Salted Peanuts in The Big Easy

Ruta Sepetys may be best known for Between Shades of Grey (a story about art and refugees, not bondage and sex), but her more recent Out of the Easy is worth just as much attention.

Set in the year 1950, in the French Quarter of New Orleans, the story follows Josie, the teenaged daughter of a prostitute. More than anything, Josie wants to escape the life that she’s been dropped into; she dreams of finding her father, and maybe even going to Smith College in Massachusetts. The darling of the Quarter, everyone wants her to succeed–from the brothel madam and her driver to the mentally ill bookshop owner and his son who have adopted her as their own. But as Josie’s mother gets involved with the mob, Josie finds herself in a dangerous position.

Call me crazy, but I kind of got a Great Gatsby meets Downton Abbey vibe off of this book. Now, now, hear me out. Josie’s “green light on the water” takes shape in her desire for a father (which she pins on the upstanding Forrest Hearne) who can whisk her away from her gritty life in New Orleans. It’s not the same as Gatsby’s longing for Daisy, I grant you, but the longing is there. As for Downton, the Uptown/Downtown standards of living in Sepetys’ New Orleans parallel the upstairs/downstairs dynamic of the period drama.
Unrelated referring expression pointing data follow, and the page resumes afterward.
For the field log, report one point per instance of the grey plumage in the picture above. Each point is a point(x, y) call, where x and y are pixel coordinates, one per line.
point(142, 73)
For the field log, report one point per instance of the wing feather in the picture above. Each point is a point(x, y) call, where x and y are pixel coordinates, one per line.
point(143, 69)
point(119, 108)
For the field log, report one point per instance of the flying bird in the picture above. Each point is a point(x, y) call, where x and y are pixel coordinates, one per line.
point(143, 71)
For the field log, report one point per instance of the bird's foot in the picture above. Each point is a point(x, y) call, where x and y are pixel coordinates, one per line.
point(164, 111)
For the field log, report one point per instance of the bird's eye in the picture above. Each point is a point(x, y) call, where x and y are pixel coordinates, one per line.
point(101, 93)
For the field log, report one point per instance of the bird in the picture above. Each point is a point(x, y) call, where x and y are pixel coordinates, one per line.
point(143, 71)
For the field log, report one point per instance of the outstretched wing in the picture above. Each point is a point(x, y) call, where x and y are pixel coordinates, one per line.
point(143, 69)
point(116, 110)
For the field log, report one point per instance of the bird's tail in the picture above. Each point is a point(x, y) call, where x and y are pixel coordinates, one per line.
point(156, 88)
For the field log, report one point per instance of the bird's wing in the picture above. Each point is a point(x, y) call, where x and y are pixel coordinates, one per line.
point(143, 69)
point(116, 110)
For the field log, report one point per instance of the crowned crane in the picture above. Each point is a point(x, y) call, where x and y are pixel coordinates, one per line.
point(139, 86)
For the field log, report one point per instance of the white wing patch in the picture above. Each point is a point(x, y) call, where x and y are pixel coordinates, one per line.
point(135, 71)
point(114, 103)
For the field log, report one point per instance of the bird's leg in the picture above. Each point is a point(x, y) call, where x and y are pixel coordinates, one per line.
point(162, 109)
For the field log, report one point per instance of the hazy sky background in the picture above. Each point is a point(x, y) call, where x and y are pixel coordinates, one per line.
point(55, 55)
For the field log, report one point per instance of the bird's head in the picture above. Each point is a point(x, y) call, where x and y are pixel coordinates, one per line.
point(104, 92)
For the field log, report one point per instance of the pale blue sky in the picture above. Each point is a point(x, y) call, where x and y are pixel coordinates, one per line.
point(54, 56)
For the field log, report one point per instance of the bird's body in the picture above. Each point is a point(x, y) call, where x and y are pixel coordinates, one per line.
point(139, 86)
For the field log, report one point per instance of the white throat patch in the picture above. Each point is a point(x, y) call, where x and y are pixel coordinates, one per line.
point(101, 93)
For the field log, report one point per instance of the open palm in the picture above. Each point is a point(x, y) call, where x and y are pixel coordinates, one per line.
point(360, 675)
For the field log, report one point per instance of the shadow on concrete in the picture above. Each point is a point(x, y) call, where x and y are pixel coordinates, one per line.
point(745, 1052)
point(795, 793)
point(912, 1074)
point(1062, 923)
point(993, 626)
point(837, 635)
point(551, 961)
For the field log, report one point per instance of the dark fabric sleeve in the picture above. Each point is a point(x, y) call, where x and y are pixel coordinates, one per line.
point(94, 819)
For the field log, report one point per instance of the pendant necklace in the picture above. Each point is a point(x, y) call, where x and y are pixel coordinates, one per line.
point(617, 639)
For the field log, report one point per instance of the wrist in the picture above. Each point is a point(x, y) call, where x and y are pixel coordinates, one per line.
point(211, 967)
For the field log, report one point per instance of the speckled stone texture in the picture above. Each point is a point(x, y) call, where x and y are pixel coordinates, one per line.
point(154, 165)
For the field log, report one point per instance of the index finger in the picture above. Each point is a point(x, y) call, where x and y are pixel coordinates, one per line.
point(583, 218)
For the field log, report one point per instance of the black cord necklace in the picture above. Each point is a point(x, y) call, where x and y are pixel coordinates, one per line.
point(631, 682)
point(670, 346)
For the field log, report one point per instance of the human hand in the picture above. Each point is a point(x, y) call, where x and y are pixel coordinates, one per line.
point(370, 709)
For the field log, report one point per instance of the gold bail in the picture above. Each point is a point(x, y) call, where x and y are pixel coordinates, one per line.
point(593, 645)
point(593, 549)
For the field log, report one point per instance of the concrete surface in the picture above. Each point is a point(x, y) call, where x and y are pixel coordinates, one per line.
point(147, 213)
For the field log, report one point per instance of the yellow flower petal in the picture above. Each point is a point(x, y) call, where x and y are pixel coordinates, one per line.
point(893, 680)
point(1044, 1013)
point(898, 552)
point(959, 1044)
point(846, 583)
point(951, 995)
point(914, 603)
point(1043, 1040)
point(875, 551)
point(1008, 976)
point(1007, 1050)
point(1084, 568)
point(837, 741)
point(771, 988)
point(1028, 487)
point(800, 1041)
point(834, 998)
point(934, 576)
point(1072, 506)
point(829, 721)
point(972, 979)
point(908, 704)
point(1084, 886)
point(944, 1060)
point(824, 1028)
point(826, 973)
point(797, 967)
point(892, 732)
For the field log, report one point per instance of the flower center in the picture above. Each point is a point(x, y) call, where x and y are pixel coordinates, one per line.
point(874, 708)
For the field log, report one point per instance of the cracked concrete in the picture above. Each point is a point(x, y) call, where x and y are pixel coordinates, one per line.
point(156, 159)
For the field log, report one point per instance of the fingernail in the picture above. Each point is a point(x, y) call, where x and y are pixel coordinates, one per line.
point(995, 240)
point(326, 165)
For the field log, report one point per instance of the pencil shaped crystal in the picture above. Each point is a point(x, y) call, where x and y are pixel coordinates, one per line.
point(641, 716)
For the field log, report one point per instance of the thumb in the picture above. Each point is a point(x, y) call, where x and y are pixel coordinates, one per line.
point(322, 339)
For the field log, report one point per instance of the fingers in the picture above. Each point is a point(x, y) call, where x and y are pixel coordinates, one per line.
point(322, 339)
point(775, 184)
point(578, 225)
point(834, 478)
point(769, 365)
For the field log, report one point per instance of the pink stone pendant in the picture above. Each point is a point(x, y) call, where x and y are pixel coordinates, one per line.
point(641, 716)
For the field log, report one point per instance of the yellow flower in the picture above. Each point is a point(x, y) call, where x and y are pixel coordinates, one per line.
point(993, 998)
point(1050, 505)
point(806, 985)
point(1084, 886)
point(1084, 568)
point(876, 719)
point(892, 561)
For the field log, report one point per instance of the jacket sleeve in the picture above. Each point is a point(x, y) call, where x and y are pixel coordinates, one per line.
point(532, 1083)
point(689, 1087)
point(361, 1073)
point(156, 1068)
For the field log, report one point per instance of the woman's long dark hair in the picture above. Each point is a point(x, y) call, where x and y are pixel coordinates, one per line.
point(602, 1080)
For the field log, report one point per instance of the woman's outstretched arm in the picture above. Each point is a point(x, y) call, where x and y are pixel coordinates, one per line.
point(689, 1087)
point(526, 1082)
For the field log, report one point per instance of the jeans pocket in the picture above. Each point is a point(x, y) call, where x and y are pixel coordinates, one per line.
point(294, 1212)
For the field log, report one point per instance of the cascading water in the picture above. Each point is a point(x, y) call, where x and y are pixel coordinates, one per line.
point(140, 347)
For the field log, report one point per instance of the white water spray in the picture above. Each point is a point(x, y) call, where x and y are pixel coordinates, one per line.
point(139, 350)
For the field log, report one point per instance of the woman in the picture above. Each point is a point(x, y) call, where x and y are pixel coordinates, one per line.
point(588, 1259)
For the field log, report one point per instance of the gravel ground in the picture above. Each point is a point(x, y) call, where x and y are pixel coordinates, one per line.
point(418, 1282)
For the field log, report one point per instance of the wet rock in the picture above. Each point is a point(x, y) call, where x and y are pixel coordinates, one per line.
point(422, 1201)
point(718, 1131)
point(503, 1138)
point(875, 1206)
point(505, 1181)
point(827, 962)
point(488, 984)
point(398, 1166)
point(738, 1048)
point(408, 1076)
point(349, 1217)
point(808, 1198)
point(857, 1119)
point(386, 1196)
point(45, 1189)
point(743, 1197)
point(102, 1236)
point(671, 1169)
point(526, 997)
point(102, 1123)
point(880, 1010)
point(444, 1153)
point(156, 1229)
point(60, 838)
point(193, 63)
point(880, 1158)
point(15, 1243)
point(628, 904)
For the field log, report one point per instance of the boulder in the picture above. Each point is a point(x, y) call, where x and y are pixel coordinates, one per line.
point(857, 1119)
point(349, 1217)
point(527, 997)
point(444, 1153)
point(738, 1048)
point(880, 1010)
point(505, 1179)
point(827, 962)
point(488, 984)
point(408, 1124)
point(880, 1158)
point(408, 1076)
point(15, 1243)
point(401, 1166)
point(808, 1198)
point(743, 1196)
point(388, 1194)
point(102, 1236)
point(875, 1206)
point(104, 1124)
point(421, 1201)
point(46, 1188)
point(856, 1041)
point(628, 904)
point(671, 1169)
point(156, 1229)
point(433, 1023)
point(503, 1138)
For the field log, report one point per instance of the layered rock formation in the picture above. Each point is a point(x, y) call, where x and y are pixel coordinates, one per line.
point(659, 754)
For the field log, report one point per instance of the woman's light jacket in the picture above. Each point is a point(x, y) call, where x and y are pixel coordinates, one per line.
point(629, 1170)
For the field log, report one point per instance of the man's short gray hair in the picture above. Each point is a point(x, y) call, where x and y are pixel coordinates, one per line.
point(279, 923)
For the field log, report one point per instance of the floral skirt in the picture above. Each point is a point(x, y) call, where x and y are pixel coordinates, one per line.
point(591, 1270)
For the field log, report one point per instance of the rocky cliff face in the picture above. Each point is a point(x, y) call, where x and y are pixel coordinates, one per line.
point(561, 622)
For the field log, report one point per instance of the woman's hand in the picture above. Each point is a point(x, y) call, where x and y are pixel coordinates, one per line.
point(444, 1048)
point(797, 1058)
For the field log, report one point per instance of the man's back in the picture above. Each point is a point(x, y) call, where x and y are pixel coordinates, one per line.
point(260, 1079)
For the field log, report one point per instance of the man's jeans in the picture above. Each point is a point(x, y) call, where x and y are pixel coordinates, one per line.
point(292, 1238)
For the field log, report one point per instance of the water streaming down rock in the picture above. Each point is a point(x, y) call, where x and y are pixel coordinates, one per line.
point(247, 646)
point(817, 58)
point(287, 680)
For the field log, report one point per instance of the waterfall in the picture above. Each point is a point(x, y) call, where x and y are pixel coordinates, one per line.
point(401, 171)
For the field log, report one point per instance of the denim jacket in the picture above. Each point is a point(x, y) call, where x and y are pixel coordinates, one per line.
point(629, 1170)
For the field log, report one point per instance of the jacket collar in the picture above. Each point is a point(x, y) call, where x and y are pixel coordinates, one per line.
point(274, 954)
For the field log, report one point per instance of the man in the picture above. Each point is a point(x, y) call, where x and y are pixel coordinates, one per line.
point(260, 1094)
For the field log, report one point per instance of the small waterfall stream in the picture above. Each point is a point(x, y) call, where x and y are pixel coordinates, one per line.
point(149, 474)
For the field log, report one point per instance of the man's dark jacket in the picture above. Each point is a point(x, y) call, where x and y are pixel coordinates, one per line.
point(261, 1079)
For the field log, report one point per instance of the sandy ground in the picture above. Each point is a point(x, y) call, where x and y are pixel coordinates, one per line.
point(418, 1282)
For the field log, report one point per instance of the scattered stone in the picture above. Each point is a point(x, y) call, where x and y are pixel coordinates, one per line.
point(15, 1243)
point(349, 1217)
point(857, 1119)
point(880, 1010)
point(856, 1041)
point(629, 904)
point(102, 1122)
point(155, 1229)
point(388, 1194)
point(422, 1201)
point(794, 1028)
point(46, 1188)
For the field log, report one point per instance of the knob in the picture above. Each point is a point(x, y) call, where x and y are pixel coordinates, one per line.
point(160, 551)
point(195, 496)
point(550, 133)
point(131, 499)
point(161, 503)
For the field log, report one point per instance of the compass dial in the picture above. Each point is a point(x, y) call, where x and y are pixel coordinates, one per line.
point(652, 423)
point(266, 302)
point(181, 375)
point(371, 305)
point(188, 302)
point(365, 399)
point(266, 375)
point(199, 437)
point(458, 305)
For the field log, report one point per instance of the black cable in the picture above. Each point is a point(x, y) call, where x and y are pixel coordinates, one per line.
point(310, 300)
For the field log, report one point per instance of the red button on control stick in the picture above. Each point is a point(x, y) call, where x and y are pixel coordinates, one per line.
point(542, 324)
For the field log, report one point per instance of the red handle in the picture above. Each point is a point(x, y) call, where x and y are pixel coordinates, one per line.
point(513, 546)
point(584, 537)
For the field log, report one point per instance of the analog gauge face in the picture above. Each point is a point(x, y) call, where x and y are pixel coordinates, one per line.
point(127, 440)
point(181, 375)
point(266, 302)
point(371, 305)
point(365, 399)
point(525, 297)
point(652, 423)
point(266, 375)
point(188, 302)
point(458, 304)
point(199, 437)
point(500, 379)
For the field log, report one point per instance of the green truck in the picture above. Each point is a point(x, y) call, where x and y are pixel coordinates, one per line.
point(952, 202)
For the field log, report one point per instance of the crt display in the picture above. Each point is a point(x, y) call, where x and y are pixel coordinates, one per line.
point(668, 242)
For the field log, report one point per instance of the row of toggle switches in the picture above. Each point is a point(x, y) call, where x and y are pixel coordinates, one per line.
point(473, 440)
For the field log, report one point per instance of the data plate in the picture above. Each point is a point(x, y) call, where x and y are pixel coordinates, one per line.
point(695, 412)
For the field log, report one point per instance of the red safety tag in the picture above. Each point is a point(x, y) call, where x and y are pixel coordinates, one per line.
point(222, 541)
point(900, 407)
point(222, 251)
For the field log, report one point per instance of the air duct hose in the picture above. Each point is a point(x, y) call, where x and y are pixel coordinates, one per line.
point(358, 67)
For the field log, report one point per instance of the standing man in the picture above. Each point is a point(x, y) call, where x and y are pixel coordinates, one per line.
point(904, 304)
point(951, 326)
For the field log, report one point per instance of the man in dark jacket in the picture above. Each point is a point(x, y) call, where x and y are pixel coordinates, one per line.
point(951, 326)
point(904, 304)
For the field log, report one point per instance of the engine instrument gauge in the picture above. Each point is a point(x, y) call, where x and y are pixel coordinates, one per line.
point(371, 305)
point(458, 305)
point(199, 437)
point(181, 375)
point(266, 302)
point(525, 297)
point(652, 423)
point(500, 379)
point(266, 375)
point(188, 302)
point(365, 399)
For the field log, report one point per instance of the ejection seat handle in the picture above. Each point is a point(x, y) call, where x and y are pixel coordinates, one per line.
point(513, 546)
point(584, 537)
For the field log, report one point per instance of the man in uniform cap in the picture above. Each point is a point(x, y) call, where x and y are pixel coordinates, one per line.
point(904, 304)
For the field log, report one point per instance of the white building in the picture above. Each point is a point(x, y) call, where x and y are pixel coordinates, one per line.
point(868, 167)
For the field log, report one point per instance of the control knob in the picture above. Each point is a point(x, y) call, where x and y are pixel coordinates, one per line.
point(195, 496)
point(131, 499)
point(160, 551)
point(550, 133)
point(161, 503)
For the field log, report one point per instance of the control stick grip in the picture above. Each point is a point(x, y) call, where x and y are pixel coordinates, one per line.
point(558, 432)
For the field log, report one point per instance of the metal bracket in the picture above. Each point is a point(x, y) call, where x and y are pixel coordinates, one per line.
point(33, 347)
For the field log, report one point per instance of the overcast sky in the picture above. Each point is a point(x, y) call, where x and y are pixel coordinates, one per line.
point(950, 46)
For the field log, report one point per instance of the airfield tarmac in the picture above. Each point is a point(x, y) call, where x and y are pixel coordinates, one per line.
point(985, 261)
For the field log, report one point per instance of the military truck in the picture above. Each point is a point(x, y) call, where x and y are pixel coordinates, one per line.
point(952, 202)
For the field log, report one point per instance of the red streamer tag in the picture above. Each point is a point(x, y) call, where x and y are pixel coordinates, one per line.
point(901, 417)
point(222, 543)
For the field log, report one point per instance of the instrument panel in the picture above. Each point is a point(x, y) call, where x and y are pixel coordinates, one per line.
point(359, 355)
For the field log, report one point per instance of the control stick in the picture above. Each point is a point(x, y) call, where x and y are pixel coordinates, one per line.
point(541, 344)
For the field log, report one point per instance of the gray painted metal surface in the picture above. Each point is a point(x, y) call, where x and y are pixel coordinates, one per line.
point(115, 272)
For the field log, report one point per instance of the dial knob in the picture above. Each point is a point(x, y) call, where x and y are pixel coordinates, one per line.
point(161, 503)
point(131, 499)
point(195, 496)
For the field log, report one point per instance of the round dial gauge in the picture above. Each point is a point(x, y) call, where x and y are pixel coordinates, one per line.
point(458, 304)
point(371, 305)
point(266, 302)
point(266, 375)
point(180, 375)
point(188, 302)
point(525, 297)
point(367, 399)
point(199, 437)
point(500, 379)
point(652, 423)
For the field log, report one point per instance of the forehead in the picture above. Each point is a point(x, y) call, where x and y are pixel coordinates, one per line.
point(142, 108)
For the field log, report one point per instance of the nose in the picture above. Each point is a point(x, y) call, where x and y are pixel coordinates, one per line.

Josie often makes the wrong choices for the right reasons, and I love that about her. She’s real: “salted peanuts,” a spitfire that’s good with a shotgun. She illustrates the lengths that we, as humans, are willing to stretch to when we’re desperate–but, even more than that, she sees where she’s headed and knows when to stop. Josie reminds us that, sometimes, our parents teach us exactly what we don’t want to be, and that’s okay. She had me hanging on until the last word.